William Westwood escaped in September 1840, and was at large for seven months. He roamed the southern region of New South Wales as ‘Jackey Jackey’, and eluded capture by hiding out on mountains and riding long distances in short periods of time.

He stole horses, money, clothes, provisions, and firearms. On one occasion he held up the mail, took £200 and spent a month at a hotel in Sydney.

Because he never injured his victims, Westwood became known as a ‘gentleman bushranger’.

At Berrima on 15 April 1841, Westwood was tried for robbery with firearms and stealing a mare, and was sentenced to transportation for life. Although in chains, he escaped from the Stonequarry (Picton) lock-up on the way to Sydney and hid up a tree.

The Australian commented that the ‘cool intrepidity and daring of this man is astonishing . . . he is moreover well-dressed, assumes all disguises’.

Recaptured in mid-July, he was held in the prison on Cockatoo Island at Port Jackson until he was transported to Van Diemen’s Land in the Marian Watson.

At Port Arthur

Port Arthur during the 1800s.

Westwood arrived in Hobart on 8 March 1842 and was immediately sent to Port Arthur.

He escaped from Port Arthur three times. He was recaptured on the first two occasions and received 100 lashes as punishment. On the third occasion, he escaped by swimming across the channel. He was recaptured again and was sentenced to twelve months imprisonment.

In 1845, William Champ, the then-commandant of Port Arthur, promoted Westwood to his boat crew. The crew soon rescued two men from drowning, and Lieutenant-Governor Sir John Eardley-Wilmot subsequently removed Westwood from Port Arthur to serve six months’ probation at Glenorchy.

Westwood absconded from Glenorchy and spent a short period of time at large. He was caught, and was tried at the Supreme Court on 4 September 1845. As he had not harmed anyone, the death sentence was commuted to transportation for life to Norfolk Island.

Later life and death
William Westwood.

Westwood’s death mask.

While Westwood was at Norfolk Island, the commandant, Major Joseph Childs, was instructed by the British government to impose strict discipline. He decided to secretly confiscate the prisoners’ tins, knives, and other cooking utensils. Westwood led a convict mutiny in response to this. An overseer and three constables were killed before the mutiny was suppressed by the military.
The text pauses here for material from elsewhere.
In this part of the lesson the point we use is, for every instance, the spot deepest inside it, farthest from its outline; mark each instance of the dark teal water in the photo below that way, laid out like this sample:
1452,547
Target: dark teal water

Westwood was locked in a condemned cell for leading the mutiny.

While in the cell, he was befriended by Thomas Rogers, a religious instructor, who encouraged him to dictate an account of his life. Westwood did so, and Rogers (as ‘Peutetre’) published it in The Australasian Journal in 1879.

Westwood was eventually sentenced to death and was hanged on 13 October 1846, aged just 26.

Even though he was in communion with the Church of England, he was buried in an unhallowed grave.

He had written to his parents before he died. He also wrote to a clergyman:

“Sir, out of the bitter cup of misery I have drank from my 16th year, – ten long years – and the sweetest draught is that which takes away the misery of a living death;

. . . all will then be quiet – no tyrant will then disturb my repose, I hope.”